Os dirigentes mundiais dirigiram-se à Assembleia Geral para expor a forma como, a seu ver, podemos fazer avançar o mundo em que vivemos e recordaram-nos que nos deparamos com várias encruzilhadas. Citando, por exemplo, o secretário-geral das Nações Unidas, António Guterres, "chegámos ao momento da verdade" e é tempo de "produzir resultados, reconquistar a confiança e infundir esperança". Lembrou que a própria razão de ser das Nações Unidas e da cooperação multilateral é a convicção de que somos capazes de intentar grandes feitos quando trabalhamos juntos. Também o presidente dos EUA, Joe Biden, sublinhou que temos pela frente uma "década decisiva para o nosso mundo" e que o planeta se encontra num "ponto de inflexão na História". Prometeu que os EUA se empenhariam em trabalhar com os seus parceiros para atravessarem em conjunto esta fase de inflexão e salientou que importa fazê-lo no quadro de instituições multilaterais, lançando mão de uma "diplomacia incessante", e não da força militar. Falando em nome da União Europeia, o presidente Charles Michel sublinhou igualmente que "nos vemos hoje perante um novo momento de charneira na história da humanidade" e que a UE continuará a ser o principal patrocinador da paz e do desenvolvimento sustentável. Teremos também de desenvolver a nossa autonomia estratégica e de ser menos dependentes, por forma a reforçar a nossa influência positiva.

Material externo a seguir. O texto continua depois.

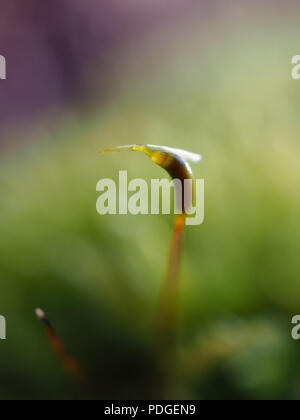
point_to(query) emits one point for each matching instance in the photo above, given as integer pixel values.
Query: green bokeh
(98, 278)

O AUKUS e as relações transatlânticas
No início da semana, todas as atenções se viraram para o Pacto com a Austrália, o Reino Unido e os EUA e o impacto que poderá ter nas relações transatlânticas. A notícia apanhou o mundo de surpresa. As reações que provocou tiveram não só a ver com o acordo sobre a compra de submarinos que não foi por diante, mas também com as suas repercussões mais vastas nas relações UE-EUA e com o papel da UE no Indo-Pacífico. A falta de consultas e de comunicação entre parceiros tão próximos quanto nós criou dificuldades concretas. Deu uma imagem negativa de um Ocidente descoordenado ou até mesmo dividido, quando deveríamos dar provas da nossa coordenação e determinação, nomeadamente no que toca aos desafios geoestratégicos.
"A falta de consultas e de comunicação entre parceiros tão próximos quanto nós criou dificuldades concretas e deu uma imagem negativa de um Ocidente descoordenado ou até mesmo dividido."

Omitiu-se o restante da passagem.